Stationary combustion turbine means all equipment including, but not limited to, the turbine engine, the fuel, air, lubrication and exhaust gas systems, control systems (except emissions control equipment), heat recovery system, fuel compressor, heater, and/or pump, post-combustion emission control technology, and any ancillary components and sub-components comprising any simple cycle stationary combustion turbine, any combined cycle combustion turbine, and any combined heat and power combustion turbine based system plus any integrated equipment that provides electricity or useful thermal output to the combustion turbine engine, heat recovery system, or auxiliary equipment. Stationary means that the combustion turbine is not self-propelled or intended to be propelled while performing its function. It may, however, be mounted on a vehicle for portability. A stationary combustion turbine that burns any solid fuel directly is considered a steam generating unit.

Steam generating unit means any furnace, boiler, or other device used for combusting fuel and producing steam (nuclear steam generators are not included) plus any integrated equipment that provides electricity or useful thermal output to the affected facility or auxiliary equipment.

System Emergency means periods when the Reliability Coordinator has declared an Energy Emergency Alert level 2 or 3 as defined by NERC Reliability Standard EOP-011-2, or its successor.

Uprate means an increase in available electric generating unit power capacity due to a system or equipment modification.

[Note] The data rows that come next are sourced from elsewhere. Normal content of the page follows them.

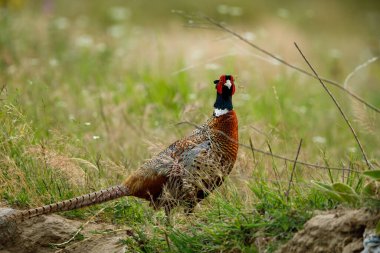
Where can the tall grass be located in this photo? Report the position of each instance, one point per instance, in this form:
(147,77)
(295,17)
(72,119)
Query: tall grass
(89,96)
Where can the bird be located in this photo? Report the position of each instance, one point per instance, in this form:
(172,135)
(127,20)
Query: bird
(183,174)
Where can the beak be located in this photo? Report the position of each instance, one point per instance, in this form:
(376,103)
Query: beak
(228,84)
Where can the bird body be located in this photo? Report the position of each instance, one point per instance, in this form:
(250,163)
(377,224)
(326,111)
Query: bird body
(182,174)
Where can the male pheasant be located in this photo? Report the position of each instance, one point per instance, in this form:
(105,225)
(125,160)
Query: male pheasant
(183,174)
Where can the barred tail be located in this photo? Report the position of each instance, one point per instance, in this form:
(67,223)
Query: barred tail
(71,204)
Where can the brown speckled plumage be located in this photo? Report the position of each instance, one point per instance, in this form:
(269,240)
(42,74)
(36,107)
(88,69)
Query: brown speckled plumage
(183,174)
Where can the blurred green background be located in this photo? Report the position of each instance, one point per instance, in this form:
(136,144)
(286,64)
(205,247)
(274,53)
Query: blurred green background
(90,89)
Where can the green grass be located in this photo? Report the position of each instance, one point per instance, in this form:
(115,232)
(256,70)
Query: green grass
(90,95)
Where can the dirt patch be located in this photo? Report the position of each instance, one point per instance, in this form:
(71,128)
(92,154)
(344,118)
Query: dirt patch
(39,234)
(333,231)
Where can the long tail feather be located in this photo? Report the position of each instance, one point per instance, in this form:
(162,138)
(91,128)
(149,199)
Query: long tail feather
(71,204)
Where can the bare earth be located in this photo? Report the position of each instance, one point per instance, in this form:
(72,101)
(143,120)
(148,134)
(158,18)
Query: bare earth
(333,231)
(38,235)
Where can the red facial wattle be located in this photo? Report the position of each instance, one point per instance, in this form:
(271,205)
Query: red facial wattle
(221,83)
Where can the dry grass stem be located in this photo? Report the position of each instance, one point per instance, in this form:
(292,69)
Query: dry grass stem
(334,83)
(274,155)
(293,169)
(337,105)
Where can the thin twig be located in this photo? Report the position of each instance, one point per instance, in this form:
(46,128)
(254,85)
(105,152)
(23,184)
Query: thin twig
(336,84)
(337,105)
(294,168)
(274,155)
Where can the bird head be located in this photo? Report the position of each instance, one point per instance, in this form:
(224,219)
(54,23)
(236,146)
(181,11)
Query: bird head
(225,86)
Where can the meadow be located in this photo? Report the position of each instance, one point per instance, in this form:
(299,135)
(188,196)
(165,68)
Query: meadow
(88,92)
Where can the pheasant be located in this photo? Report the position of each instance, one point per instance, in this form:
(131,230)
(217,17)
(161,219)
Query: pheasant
(182,174)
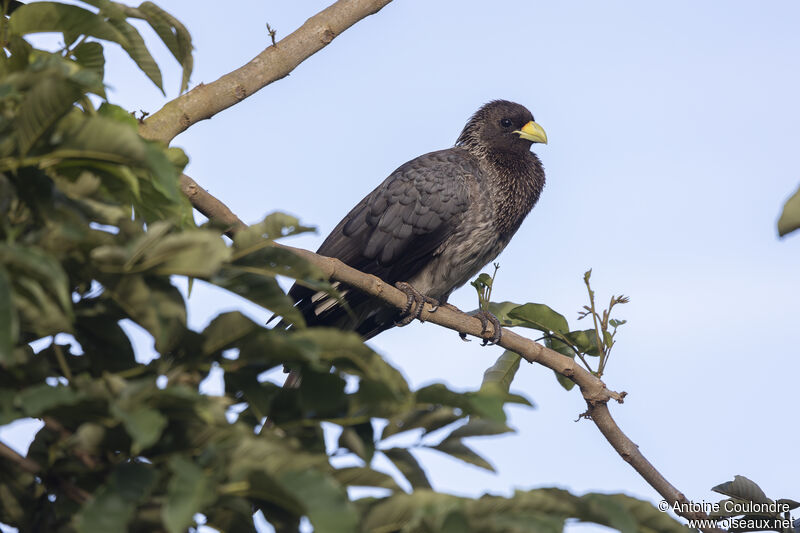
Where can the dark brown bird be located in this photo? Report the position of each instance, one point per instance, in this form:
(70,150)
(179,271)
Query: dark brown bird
(435,221)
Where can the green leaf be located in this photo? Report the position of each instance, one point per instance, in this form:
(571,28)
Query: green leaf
(459,450)
(188,491)
(174,35)
(194,253)
(488,405)
(38,400)
(142,423)
(743,489)
(563,349)
(137,50)
(359,476)
(326,502)
(359,439)
(261,290)
(429,419)
(790,217)
(9,322)
(585,340)
(55,17)
(479,427)
(539,316)
(226,329)
(408,466)
(90,56)
(105,344)
(498,377)
(154,304)
(44,104)
(113,505)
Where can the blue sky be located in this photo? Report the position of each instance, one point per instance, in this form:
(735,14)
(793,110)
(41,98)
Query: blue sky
(674,137)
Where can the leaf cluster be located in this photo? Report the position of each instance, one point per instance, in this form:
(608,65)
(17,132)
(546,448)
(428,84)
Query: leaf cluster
(595,342)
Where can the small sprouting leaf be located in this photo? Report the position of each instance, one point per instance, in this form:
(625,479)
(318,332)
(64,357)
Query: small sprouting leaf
(541,317)
(483,280)
(498,377)
(564,349)
(585,340)
(743,489)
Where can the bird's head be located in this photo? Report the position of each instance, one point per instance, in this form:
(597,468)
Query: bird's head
(501,125)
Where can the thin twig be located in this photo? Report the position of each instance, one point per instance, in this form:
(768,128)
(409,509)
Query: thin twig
(275,62)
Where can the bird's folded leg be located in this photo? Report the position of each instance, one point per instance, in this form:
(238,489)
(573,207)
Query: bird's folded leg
(416,301)
(485,317)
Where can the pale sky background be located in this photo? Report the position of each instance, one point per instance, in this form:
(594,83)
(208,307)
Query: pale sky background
(674,130)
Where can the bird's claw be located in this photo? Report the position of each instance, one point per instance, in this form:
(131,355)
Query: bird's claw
(416,301)
(486,317)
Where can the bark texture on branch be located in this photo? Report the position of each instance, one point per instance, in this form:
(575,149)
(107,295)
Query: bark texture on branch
(275,62)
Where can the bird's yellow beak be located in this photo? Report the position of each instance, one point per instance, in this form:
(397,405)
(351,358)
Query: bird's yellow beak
(533,132)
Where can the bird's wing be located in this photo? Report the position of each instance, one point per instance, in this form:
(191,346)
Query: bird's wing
(395,230)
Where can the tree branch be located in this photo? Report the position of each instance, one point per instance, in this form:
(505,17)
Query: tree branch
(274,63)
(594,391)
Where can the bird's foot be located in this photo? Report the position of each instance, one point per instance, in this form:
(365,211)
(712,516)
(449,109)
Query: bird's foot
(416,302)
(486,317)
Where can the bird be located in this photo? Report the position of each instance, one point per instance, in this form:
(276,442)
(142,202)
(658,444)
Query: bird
(432,224)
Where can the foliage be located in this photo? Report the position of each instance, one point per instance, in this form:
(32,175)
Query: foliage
(596,342)
(94,233)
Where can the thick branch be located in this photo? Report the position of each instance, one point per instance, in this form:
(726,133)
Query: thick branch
(274,63)
(593,389)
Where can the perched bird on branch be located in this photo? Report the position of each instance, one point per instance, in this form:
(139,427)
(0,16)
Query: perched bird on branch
(434,222)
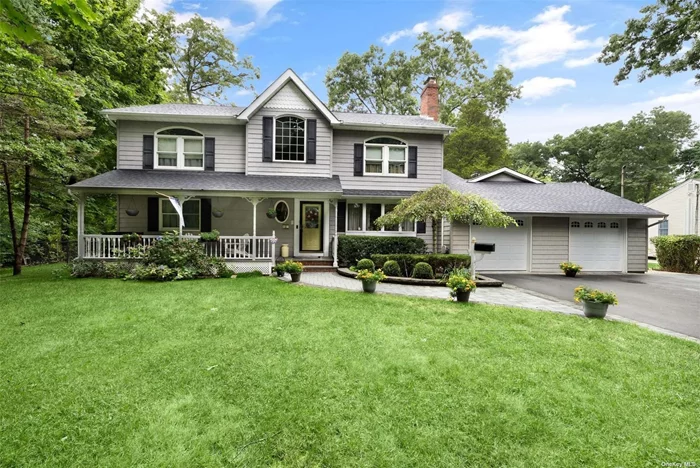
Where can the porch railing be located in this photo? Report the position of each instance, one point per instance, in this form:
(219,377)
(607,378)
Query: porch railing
(105,246)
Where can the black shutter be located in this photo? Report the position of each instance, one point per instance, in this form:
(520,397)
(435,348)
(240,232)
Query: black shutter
(340,222)
(267,139)
(205,215)
(153,213)
(359,159)
(148,152)
(311,141)
(209,154)
(412,162)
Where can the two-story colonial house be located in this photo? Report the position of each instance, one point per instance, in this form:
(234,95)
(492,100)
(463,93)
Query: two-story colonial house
(287,175)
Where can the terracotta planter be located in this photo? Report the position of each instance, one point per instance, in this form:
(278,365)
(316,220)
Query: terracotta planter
(369,286)
(462,296)
(595,309)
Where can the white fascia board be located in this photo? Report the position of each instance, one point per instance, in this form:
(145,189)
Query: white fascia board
(276,85)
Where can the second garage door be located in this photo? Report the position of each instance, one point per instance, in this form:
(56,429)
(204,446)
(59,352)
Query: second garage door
(511,247)
(596,244)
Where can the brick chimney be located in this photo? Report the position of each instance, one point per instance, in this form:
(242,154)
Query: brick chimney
(429,104)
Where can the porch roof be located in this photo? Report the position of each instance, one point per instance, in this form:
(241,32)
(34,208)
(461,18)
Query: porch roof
(193,181)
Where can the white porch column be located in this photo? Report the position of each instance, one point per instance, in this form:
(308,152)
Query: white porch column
(81,225)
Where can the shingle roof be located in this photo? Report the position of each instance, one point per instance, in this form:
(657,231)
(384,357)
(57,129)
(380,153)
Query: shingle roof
(551,198)
(212,181)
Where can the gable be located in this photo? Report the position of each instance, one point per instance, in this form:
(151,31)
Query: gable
(289,97)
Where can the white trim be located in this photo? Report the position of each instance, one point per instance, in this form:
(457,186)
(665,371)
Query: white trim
(505,170)
(278,84)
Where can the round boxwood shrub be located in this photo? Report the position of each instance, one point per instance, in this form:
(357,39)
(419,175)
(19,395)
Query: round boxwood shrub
(423,270)
(391,268)
(365,264)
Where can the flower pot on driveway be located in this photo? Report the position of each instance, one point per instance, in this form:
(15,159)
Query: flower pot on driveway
(462,296)
(594,309)
(369,286)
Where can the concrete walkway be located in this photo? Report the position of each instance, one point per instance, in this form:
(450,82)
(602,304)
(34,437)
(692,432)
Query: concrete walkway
(500,296)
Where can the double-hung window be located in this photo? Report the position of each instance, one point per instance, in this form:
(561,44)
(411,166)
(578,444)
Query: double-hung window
(179,148)
(386,156)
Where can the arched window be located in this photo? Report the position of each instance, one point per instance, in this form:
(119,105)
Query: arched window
(179,148)
(386,156)
(290,141)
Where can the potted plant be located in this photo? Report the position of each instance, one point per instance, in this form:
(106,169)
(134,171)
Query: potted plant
(595,302)
(461,285)
(294,269)
(370,279)
(570,269)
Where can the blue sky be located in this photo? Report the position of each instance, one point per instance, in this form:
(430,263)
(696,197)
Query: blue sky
(550,46)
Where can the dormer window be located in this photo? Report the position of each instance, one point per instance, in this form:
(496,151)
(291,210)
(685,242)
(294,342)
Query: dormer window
(290,141)
(386,156)
(179,148)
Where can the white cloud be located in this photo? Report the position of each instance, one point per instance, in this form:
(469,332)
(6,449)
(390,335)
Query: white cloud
(550,39)
(448,21)
(543,122)
(542,86)
(582,62)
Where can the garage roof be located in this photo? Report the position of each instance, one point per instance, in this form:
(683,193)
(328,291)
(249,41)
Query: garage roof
(552,198)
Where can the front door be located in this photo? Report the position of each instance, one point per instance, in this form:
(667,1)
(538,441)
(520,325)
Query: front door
(311,233)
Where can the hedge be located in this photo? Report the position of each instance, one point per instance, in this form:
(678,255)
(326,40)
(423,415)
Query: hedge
(441,263)
(678,253)
(353,248)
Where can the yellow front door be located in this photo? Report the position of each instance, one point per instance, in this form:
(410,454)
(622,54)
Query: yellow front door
(311,226)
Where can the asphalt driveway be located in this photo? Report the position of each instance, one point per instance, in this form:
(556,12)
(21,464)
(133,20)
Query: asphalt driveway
(666,300)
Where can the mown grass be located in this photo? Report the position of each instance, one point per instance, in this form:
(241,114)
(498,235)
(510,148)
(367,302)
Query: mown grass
(257,372)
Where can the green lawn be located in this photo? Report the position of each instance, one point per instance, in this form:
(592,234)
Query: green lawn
(256,372)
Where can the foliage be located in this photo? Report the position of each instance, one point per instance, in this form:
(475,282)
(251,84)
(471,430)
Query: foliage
(204,62)
(680,253)
(391,268)
(371,275)
(478,145)
(209,236)
(586,294)
(373,83)
(570,266)
(440,263)
(365,264)
(423,270)
(353,248)
(440,202)
(460,282)
(291,267)
(665,40)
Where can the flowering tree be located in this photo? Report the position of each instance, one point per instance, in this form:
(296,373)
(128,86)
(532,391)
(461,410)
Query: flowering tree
(440,202)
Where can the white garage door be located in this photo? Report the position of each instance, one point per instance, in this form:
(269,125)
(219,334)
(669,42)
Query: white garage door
(511,247)
(596,244)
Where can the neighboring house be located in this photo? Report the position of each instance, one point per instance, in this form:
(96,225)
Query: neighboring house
(326,174)
(682,203)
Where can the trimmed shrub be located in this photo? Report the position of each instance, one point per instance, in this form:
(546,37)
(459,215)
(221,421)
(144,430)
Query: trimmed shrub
(678,253)
(353,248)
(442,264)
(423,271)
(365,264)
(391,268)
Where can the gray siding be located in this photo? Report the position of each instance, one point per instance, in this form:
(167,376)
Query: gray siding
(637,245)
(230,143)
(550,243)
(429,161)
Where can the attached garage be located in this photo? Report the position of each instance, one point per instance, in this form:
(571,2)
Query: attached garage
(511,246)
(597,244)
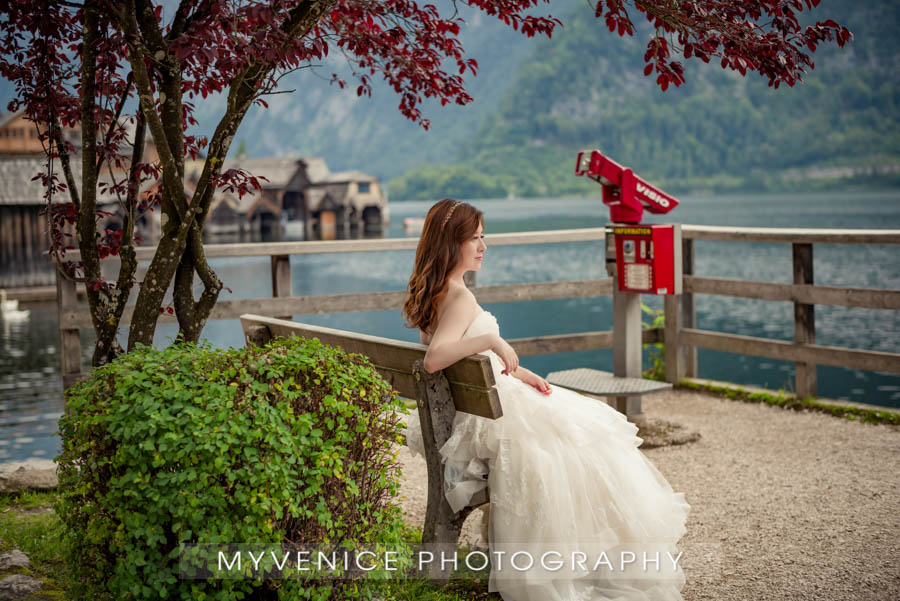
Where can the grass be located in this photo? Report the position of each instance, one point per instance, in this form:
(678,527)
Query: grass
(29,524)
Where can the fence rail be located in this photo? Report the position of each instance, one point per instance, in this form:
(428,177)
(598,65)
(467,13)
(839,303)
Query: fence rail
(680,334)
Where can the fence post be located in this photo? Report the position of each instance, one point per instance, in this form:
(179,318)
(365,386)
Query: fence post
(69,339)
(673,349)
(804,321)
(688,310)
(281,278)
(627,338)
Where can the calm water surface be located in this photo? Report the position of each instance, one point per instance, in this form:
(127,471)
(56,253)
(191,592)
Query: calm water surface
(30,389)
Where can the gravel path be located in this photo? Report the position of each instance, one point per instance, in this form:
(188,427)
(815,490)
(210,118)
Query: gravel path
(784,505)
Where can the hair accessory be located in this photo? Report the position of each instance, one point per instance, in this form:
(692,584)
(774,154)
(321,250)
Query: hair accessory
(449,213)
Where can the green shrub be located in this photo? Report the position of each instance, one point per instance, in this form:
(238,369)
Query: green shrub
(187,445)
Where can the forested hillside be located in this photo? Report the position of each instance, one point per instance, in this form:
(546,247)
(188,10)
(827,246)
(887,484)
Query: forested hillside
(538,101)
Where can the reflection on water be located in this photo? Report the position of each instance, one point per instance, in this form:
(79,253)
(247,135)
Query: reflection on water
(30,397)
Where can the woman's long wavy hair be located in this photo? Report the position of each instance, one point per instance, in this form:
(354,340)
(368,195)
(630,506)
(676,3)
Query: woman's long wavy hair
(436,255)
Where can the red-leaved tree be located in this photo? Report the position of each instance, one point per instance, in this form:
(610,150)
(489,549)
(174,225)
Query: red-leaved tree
(77,65)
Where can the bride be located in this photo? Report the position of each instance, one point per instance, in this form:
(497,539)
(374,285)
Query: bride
(578,513)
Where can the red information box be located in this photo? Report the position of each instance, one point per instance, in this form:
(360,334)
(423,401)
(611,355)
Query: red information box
(647,257)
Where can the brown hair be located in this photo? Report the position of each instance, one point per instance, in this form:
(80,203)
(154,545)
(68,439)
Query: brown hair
(448,224)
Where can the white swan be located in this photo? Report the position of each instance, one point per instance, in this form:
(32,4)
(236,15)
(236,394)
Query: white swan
(9,309)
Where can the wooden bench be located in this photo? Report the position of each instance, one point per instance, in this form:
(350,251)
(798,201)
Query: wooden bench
(467,386)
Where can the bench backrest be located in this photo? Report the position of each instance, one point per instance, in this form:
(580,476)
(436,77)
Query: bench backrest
(471,380)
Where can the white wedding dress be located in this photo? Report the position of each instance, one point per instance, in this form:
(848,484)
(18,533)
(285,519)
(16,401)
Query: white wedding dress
(566,480)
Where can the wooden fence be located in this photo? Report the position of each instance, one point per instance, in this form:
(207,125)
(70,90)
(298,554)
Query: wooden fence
(680,335)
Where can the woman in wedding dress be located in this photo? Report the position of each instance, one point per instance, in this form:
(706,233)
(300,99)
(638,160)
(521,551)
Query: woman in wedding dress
(571,494)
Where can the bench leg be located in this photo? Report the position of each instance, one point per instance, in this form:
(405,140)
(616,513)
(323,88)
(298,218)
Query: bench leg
(442,525)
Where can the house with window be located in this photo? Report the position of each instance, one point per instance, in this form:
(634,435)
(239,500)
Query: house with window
(299,195)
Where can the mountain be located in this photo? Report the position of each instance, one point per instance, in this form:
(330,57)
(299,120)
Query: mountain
(585,89)
(537,102)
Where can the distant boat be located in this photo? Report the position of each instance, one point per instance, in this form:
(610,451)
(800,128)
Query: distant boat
(413,225)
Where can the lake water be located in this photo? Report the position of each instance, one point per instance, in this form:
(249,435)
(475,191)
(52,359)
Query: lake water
(30,388)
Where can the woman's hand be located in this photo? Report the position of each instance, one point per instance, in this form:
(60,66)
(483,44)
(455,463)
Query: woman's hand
(506,354)
(534,380)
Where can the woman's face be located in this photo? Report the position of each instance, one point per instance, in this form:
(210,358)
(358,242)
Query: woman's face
(471,251)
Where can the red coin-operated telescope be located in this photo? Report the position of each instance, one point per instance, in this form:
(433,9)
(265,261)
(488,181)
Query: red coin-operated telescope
(646,258)
(624,193)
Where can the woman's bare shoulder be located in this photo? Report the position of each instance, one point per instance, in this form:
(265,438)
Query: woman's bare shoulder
(459,297)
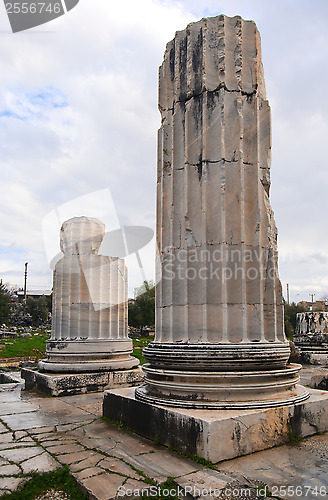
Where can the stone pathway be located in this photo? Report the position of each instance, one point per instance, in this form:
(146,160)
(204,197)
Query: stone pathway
(38,433)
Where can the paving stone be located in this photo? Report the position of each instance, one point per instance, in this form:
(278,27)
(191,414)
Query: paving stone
(47,443)
(92,460)
(40,463)
(3,428)
(301,464)
(82,399)
(44,430)
(202,480)
(30,420)
(89,472)
(18,407)
(21,435)
(77,425)
(72,458)
(115,465)
(152,470)
(20,454)
(17,444)
(101,444)
(103,487)
(138,487)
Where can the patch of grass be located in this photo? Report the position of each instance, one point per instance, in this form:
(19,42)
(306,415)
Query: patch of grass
(59,480)
(141,341)
(157,440)
(194,458)
(34,346)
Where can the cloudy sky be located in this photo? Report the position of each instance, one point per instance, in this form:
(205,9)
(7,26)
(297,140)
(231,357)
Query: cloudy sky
(79,117)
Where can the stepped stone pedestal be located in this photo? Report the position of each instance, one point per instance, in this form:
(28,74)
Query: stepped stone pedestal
(89,348)
(312,337)
(220,347)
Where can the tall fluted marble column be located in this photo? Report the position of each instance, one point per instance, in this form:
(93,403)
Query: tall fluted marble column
(219,310)
(90,327)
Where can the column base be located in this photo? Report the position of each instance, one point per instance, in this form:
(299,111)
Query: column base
(68,384)
(217,356)
(222,390)
(218,435)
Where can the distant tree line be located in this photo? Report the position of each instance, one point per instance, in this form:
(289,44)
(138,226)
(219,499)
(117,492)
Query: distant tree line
(291,311)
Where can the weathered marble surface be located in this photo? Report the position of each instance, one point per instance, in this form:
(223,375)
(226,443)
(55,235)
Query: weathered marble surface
(90,327)
(312,337)
(219,304)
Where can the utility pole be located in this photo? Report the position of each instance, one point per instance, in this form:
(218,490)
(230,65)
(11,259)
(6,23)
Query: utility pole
(25,281)
(312,295)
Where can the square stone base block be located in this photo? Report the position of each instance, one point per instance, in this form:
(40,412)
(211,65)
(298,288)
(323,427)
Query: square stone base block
(67,384)
(218,434)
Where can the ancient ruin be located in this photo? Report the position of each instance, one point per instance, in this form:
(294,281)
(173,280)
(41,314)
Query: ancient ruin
(219,330)
(89,337)
(219,342)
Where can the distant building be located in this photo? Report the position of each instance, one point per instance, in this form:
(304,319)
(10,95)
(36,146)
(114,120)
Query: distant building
(32,293)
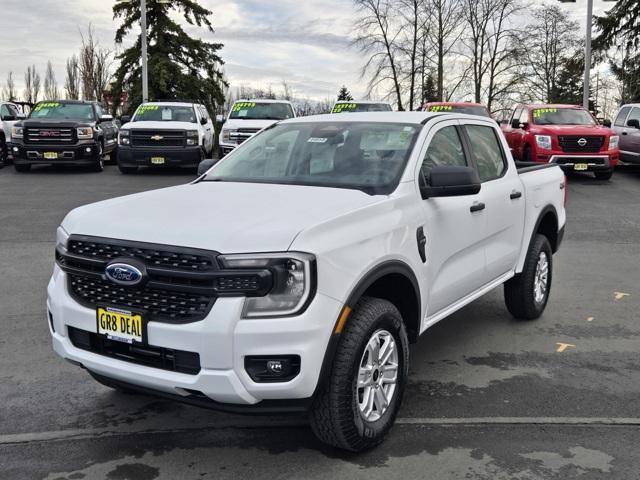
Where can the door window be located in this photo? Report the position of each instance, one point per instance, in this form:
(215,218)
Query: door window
(622,117)
(445,149)
(487,152)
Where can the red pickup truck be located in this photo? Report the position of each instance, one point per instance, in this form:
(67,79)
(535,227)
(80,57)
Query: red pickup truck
(564,134)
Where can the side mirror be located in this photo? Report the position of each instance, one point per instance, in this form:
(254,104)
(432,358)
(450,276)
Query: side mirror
(451,182)
(205,165)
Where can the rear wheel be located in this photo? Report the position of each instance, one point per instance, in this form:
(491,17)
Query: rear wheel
(603,174)
(527,293)
(358,404)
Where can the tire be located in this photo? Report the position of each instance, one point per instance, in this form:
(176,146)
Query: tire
(336,416)
(127,170)
(523,301)
(603,174)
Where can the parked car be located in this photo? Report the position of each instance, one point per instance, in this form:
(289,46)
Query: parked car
(64,132)
(165,134)
(248,117)
(327,245)
(9,116)
(458,107)
(627,127)
(567,135)
(350,106)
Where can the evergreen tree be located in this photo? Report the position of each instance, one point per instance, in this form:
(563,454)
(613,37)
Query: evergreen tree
(180,67)
(344,95)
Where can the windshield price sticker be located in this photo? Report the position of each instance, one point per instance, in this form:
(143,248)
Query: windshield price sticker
(441,108)
(46,105)
(344,106)
(243,106)
(541,111)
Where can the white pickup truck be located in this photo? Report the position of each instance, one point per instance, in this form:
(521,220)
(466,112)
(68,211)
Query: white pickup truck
(323,247)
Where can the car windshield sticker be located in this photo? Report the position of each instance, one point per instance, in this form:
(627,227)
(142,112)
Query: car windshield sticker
(441,108)
(541,111)
(46,106)
(344,107)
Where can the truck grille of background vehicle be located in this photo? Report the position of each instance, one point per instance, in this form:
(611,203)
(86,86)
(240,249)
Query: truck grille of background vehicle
(158,138)
(157,357)
(49,136)
(569,143)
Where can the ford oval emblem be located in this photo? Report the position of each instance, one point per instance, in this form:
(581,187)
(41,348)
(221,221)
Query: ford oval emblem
(123,274)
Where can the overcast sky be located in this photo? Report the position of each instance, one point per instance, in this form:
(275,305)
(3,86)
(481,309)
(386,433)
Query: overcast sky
(305,42)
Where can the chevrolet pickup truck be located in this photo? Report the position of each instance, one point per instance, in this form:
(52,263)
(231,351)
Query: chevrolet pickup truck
(327,245)
(64,132)
(566,135)
(248,117)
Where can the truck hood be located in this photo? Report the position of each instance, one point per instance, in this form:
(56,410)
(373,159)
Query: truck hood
(571,130)
(225,217)
(160,126)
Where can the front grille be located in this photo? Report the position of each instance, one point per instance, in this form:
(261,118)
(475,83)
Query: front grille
(158,138)
(179,285)
(49,136)
(571,143)
(147,355)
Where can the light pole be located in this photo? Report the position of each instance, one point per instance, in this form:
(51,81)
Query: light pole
(587,50)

Useful thermal output means the thermal energy made available for use in any heating application ( e.g., steam delivered to an industrial process for a heating application, including thermal cooling applications) that is not used for electric generation, mechanical output at the affected EGU, to directly enhance the performance of the affected EGU ( e.g., economizer output is not useful thermal output, but thermal energy used to reduce fuel moisture is considered useful thermal output), or to supply energy to a pollution control device at the affected EGU. Useful thermal output for affected EGU(s) with no condensate return (or other thermal energy input to the affected EGU(s)) or where measuring the energy in the condensate (or other thermal energy input to the affected EGU(s)) would not meaningfully impact the emission rate calculation is measured against the energy in the thermal output at SATP conditions. Affected EGU(s) with meaningful energy in the condensate return (or other thermal energy input to the affected EGU) must measure the energy in the condensate and subtract that energy relative to SATP conditions from the measured thermal output.

Valid data means quality-assured data generated by continuous monitoring systems that are installed, operated, and maintained according to 40 CFR part 75. For CEMS, the initial certification requirements in 40 CFR 75.20 and appendix A to 40 CFR part 75 must be met before quality-assured data are reported under this subpart; for on-going quality assurance, the daily, quarterly, and semiannual/annual test requirements in sections 2.1, 2.2, and 2.3 of appendix B to 40 CFR part 75 must be met and the data validation criteria in sections 2.1.4, 2.2.3, and 2.3.2 of appendix B to 40 CFR part 75 apply. For fuel flow meters, the initial certification requirements in section 2.1.5 of appendix D to 40 CFR part 75 must be met before quality-assured data are reported under this subpart (except for qualifying commercial billing meters under section 2.1.4.2 of appendix D), and for on-going quality assurance, the provisions in section 2.1.6 of appendix D to 40 CFR part 75 apply (except for qualifying commercial billing meters).

Waste-to-Energy means a process or unit ( e.g., solid waste incineration unit) that recovers energy from the conversion or combustion of waste stream materials, such as municipal solid waste, to generate electricity and/or heat.